Legislation sponsored by Senators Declan O’Scanlon and Kristin Corrado requiring school districts to incorporate age-appropriate instruction on menstrual toxic shock syndrome (mTSS) was approved today by the Senate Education Committee.
Legislation sponsored by Sens. Declan O’Scanlon and Kristin Corrado requiring school districts to incorporate age-appropriate instruction on mTSS was approved today by the Senate Education Committee. (Pixabay)
“Toxic shock syndrome is a serious, potentially fatal, infection that can spread rapidly. This legislation was inspired by one of my residents, Madalyn Massabni, who we lost far too young due to mTSS. The bill will raise awareness for this rarely talked about, but nonetheless, serious condition by incorporating basic knowledge of mTSS into our school curriculum,” said Senator O’Scanlon (R-13). “By doing this, students can learn about ways to prevent toxic shock and how to spot the signs and symptoms if the infection has already started.”
The legislation, S-636, requires school districts to incorporate age-appropriate instruction in grades four through twelve on menstrual toxic shock syndrome and requires installation of signage in certain women’s rooms to enhance public awareness. Anyone can contract toxic shock syndrome, but women using tampons and similar devices are more susceptible to menstrual toxic shock. The signage in restrooms would alert women to the warning signs, causes, and dangers of mTSS.
Early symptoms may include a low fever, muscle aches, fatigue, and headaches. As the infection progresses, symptoms may include a high fever, redness of the eyes, lips and tongue, low blood pressure, and mental confusion. Toxic shock syndrome is generally treated with antibiotics.

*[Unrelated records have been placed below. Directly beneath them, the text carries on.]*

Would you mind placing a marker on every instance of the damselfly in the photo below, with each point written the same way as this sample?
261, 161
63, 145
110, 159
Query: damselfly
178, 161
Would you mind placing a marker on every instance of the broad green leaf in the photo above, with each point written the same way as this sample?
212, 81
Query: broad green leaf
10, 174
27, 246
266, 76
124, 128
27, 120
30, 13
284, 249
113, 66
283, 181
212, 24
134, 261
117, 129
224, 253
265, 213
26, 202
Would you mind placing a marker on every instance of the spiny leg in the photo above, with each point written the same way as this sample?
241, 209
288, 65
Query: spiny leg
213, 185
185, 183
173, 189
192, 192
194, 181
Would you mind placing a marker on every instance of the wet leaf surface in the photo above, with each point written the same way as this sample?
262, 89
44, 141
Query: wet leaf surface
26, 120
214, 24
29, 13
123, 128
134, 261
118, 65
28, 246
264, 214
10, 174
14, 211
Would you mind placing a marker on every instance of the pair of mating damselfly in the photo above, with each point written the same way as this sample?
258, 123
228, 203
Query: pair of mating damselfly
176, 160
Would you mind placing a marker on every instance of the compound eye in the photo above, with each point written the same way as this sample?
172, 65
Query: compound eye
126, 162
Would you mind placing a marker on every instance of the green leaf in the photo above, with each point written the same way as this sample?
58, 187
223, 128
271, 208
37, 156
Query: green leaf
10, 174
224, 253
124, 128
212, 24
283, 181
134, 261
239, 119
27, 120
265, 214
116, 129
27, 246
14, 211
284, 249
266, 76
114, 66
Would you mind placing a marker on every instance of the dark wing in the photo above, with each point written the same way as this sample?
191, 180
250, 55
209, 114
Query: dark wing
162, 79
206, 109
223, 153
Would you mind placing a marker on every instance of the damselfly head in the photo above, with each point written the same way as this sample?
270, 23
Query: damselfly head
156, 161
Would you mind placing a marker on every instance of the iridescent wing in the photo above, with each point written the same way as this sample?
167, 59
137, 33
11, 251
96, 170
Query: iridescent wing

“The Legislature has a responsibility to safeguard every human life,” added Senator Corrado (R-40). “This bill will allow New Jersey to take a more proactive approach in combating toxic shock, which will ultimately help save lives. Most cases of TSS are preventable if people can recognize the signs and symptoms early. This legislation will help provide as much outreach and education on the topic as possible.”
Madalyn “Maddy” Massabni, tragically passed away on March 30, 2017 just days after contracting Toxic Shock Syndrome. Maddy was a 2016 graduate of Rumson-Fair Haven Regional High School and was just beginning her academic career at Lynn University in Florida. Her family continues her legacy by passionately fighting to save as many lives as possible from TSS.